Lecture on Gas Exchange System and Filtration

Purpose of Gas Exchange System

• Functions to filter dust and pathogens from inhaled air.
• Importance varies based on environment (e.g., cities have higher pollutants).
• Protection of lung tissue from damage by dust and pathogens is crucial.

Filtration Mechanisms

Goblet Cells

• Located in the trachea and bronchi.
• Release mucin/mucus to trap dust and pathogens.
• Mucin and mucus terms can be used interchangeably.

Mucin Production

• Begins with transcription: genes in the nucleus produce mRNA.
• mRNA moves to the rough ER for translation, forming polypeptide chains (protein synthesis).
• Polypeptide chains are modified in the Golgi apparatus by adding carbohydrates, forming glycoproteins.
• Glycoprotein mucin is packaged into vesicles, released by exocytosis.
• Mucin/mucus remains on epithelial surface, sticky to trap dust and pathogens.

Ciliated Epithelium

• Cilia move mucus upwards toward the throat.
• Mucus swallowed, allowing stomach acids and enzymes to digest trapped particles.
• Sneezing or coughing expels excess dust/pathogens.

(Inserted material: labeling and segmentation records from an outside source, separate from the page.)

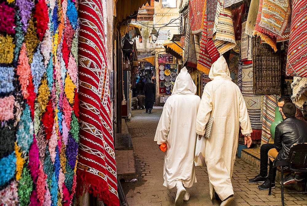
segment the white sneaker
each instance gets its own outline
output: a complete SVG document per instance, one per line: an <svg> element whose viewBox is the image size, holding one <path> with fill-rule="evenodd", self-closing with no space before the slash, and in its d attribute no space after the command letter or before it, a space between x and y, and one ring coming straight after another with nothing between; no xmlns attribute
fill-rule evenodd
<svg viewBox="0 0 307 206"><path fill-rule="evenodd" d="M177 181L176 187L177 188L177 194L175 200L175 206L180 206L183 202L183 197L185 195L186 191L181 181Z"/></svg>
<svg viewBox="0 0 307 206"><path fill-rule="evenodd" d="M187 202L190 200L190 193L188 190L188 188L185 189L185 194L183 197L183 201L185 202Z"/></svg>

Bronchiole Response During Exercise

• Bronchioles have ciliated epithelium and smooth muscle cells.
• Smooth muscle contraction/relaxation affects lumen size:
  • Standing: Muscles contract, lumen smaller.
  • Running: Muscles relax, lumen larger.
• Larger lumen during exercise increases air flow to alveoli, enhancing oxygen diffusion into blood.

Adaptations for Exercise

• Absence of cartilage allows lumen size changes.
• Increased oxygen diffusion during exercise supports aerobic respiration and ATP production.

Key Takeaways

• Filtration process is vital for lung protection and involves mucus production and cilia function.
• Bronchioles adapt during exercise to ensure oxygen supply meets increased demand.
• Understanding these mechanisms is crucial for respiratory health and effective gas exchange.